40 Cal. App. 2d 391 | Cal. Ct. App. | 1940

40 Cal. App. 2d 391 (1940)

RAY THOMAS RICE, Petitioner,
v.
THE SUPERIOR COURT OF THE CITY AND COUNTY OF SAN FRANCISCO et al., Respondents.

Civ. No. 11496.

California Court of Appeals. First Appellate District, Division Two.

August 13, 1940.

Millard Smith for Petitioner.

No appearance for Respondents.

Spence, J.

Petitioner seeks a writ of mandate to compel the respondent court to dismiss an information against petitioner upon the ground that petitioner has not been brought to trial thereunder within sixty days after the filing of said information. (Pen. Code, sec. 1382, subd. 2.) Upon the filing of the petition herein, an alternative writ was issued and was served upon respondents. Said alternative writ was made returnable on August 12, 1940, but respondents have made no appearance in response thereto.

It appears from the petition on file herein that the information was filed on May 13, 1940, and that the trial of petitioner was continued on several occasions over the repeated objection of petitioner and in spite of his repeated demands that the cause proceed to trial. It further appears that on July 17, 1940, petitioner duly moved the respondent court for an order dismissing the information, which motion was denied.

Upon the showing made, we are of the opinion that petitioner has made out a clear case for the issuance of the writ.

[1] A defendant in a criminal action is entitled to a speedy trial (Const., art. I, sec. 13; see, also, Pen. Code, secs. 681a, 686 and 1050), and unless good cause to the contrary is shown, the information must be dismissed if such defendant is not brought to trial within sixty days after the filing of the information. (Pen. Code, sec. 1382, subd. 2.) No "good cause *393 to the contrary" has been shown here. It is indicated in the petition that respondents were of the view that the last-mentioned section did not apply as the defendant had been released on bail, but it is settled that said section is applicable to all defendants, whether in custody or on bail. (Matter of Ford, 160 Cal. 334 [116 P. 757, Ann. Cas. 1912D, 1267, 35 L.R.A. (N. S.) 882]; Ford v. Superior Court, 17 Cal. App. 1 [118 P. 96].) [2] It is further indicated in the petition that the prosecution showed in the trial court that a material witness could not be located. It appears, however, that the only showing made in this connection was made through the testimony of a police officer on June 19, 1940, the first day set for the trial. It was then shown that the officer had endeavored to subpoena the witness but that said witness had left his former address without leaving a forwarding address and had left his former employer without leaving any information concerning his whereabouts.

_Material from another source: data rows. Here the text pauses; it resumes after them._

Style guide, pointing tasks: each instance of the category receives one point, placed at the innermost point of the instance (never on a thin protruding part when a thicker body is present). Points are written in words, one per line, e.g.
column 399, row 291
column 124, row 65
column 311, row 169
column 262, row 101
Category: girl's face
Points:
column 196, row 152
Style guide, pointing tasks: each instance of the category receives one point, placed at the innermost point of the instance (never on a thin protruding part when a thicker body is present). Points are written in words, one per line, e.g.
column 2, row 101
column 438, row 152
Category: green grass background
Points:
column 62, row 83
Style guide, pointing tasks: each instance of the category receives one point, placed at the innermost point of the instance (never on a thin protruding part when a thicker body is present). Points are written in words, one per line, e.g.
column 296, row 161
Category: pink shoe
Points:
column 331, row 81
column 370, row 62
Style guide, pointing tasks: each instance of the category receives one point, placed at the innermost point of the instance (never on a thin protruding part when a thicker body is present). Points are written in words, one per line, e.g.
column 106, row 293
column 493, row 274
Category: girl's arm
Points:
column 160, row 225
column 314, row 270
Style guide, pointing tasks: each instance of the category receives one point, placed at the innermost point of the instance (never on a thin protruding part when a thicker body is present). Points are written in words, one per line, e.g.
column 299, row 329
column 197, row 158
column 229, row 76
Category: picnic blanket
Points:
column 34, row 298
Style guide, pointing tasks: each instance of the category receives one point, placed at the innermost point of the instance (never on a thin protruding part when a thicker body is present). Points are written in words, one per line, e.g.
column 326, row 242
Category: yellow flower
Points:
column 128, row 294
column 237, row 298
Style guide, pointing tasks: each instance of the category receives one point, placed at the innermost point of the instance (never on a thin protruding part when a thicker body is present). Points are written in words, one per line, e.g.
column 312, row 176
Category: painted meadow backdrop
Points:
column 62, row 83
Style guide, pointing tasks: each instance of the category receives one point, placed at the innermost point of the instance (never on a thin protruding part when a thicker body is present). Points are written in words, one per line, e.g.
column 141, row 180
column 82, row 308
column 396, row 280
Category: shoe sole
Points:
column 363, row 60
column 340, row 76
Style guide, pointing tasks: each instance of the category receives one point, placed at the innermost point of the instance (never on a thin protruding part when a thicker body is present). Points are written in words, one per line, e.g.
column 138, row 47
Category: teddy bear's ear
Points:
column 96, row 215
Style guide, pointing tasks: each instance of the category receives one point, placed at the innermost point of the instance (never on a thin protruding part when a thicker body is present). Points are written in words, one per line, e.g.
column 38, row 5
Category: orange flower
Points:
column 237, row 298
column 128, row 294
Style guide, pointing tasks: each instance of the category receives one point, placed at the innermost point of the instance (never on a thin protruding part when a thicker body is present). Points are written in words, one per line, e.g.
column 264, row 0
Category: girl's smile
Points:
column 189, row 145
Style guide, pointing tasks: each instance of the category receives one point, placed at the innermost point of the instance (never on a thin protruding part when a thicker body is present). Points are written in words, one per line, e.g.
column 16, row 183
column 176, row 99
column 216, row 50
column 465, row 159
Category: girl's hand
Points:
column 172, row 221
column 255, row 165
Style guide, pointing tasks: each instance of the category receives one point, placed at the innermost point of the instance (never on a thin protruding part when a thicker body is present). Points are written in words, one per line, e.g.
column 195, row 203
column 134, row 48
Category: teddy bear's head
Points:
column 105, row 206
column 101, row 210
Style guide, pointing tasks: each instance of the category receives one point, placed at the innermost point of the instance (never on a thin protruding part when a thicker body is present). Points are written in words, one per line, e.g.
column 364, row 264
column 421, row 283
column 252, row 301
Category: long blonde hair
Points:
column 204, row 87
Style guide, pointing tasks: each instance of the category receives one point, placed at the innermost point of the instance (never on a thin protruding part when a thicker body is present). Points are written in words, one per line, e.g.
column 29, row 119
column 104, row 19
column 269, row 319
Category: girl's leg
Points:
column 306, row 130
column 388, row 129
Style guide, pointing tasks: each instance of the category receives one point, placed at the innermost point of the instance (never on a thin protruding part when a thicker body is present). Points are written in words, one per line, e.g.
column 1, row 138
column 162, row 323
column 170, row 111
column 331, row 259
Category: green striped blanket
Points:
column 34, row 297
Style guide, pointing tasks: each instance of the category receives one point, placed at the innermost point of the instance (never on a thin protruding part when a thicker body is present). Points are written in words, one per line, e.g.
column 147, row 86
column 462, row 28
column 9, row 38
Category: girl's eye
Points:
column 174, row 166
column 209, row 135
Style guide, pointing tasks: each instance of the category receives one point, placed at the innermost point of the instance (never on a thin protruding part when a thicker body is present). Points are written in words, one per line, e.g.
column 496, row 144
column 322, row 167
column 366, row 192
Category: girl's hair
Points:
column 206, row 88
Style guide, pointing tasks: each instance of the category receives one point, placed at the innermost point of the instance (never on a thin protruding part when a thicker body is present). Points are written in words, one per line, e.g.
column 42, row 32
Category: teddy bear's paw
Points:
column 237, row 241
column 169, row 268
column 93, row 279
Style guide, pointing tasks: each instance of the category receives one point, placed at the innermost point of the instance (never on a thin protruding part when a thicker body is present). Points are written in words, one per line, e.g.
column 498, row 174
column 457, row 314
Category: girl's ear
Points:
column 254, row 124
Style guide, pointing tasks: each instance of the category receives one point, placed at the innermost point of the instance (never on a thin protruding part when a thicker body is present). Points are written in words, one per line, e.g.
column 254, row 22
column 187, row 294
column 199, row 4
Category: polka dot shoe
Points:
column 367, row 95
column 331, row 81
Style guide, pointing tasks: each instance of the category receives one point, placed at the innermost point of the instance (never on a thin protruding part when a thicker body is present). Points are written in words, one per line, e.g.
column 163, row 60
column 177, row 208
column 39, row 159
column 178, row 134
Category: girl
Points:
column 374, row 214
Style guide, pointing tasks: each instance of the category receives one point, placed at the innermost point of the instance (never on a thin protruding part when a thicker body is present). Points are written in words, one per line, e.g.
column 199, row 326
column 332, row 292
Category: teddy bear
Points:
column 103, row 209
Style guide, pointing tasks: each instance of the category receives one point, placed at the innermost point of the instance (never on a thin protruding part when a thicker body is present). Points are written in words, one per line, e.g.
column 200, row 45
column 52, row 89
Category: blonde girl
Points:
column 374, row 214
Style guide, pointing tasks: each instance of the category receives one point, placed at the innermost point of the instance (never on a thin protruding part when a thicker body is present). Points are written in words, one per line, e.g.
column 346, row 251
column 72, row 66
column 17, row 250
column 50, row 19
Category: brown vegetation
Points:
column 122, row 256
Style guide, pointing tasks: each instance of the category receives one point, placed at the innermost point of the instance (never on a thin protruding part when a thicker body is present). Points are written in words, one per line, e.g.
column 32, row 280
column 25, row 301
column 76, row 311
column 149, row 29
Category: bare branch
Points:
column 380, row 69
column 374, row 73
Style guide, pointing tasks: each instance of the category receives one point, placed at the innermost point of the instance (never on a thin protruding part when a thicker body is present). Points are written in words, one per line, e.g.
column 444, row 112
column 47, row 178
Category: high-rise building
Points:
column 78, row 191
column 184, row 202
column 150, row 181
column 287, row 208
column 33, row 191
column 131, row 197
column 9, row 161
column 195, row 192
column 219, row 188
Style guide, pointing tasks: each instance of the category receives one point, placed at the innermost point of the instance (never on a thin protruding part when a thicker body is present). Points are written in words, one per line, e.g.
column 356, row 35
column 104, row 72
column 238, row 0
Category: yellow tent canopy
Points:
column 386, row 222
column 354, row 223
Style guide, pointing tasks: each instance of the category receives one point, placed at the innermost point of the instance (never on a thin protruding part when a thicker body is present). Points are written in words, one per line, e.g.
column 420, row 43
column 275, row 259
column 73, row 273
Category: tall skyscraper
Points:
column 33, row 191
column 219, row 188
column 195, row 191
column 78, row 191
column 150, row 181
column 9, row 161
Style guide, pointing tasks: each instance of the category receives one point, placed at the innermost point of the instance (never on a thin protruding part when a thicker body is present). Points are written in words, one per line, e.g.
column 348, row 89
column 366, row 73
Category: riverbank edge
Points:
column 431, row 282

The officer further testified that he believed the witness could be located and that he had a bench warrant for the witness on a "check charge". This was the entire showing made at that time and it does not appear that any further showing was made on the subsequent dates to which the trial was continued. Such showing falls far short of the showing required to warrant a continuance beyond the sixty-day period over the objections of the defendant. (Ford v. Superior Court, supra.)

Let a peremptory writ of mandate issue as prayed.

Nourse, P. J., and Sturtevant, J., concurred.